Exhibit Highlights Galembo's Mystical Photographs

Otoghe-Toghe, Aromgba Village, Nigeria
 

Otoghe-Toghe, Aromgba Village, Nigeria (2005). 50 inches by 50 inches.
(Photo by Phyllis Galembo)

For some 20 years, UAlbany photography professor Phyllis Galembo has traveled to far away spots to photograph the visually stunning costumes worn by traditional priests and priestesses, carnival masqueraders, dancers, and Haitian vodou practitioners. Art in America praised her combination of a "careful, almost ethnographic observation with a deep sense of mystical wonder," and The New York Times noted the "dignity, conviction, and formal power" in her work.

Thirty-four large-scale color photographs from Galembo's most recent travels are on view in "West African Masquerade: Photographs by Phyllis Galembo," at the Frances Young Tang Teaching Museum and Art Gallery at Skidmore College in Saratoga Springs through Dec. 30, 2007.
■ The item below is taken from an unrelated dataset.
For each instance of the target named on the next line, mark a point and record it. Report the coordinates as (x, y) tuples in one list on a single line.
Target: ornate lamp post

Galembo's eye-catching portraits of masqueraders, taken in the West African nations of Nigeria, Burkina Faso, and Benin over the past three years, are almost life-sized. The elaborate costumes are often made of inexpensive materials such as raffia, carved wood, crocheted yarns, body paint, flowers, grasses, leaves, and sticks. One head-to-toe costume from Benin sports dozens of long, fluttering strips of spotted and striped fur; another, from Burkina Faso, looks like a walking sunflower, its wearer hidden under a cascade of fresh green leaves.

Yaie Masquerade, Bansie Village
 

Yaie Masquerade, Bansie Village, Burkina Faso (2006). (Photo by Phyllis Galembo)

Galembo, who has taught in the University at Albany's Department of Art since 1978, has written numerous books including Vodou: Visions and Voices of Haiti (1998). Her 2002 book, Dressed for Thrills, 100 Years of Halloween Costumes and Masquerade, drew its images from the 500 vintage American costumes and masks in Galembo's personal collection. Her work has appeared at the International Center for Photography, the Fashion Institute of Technology, and at the Smithsonian Institution in Washington, D.C.

"West African Masquerade: Photographs" was organized by Ian Berry, Malloy Curator of the Tang Museum, in collaboration with the artist, a research development grant from the University at Albany College of Arts and Sciences, and support from the Friends of the Tang and United University Professions.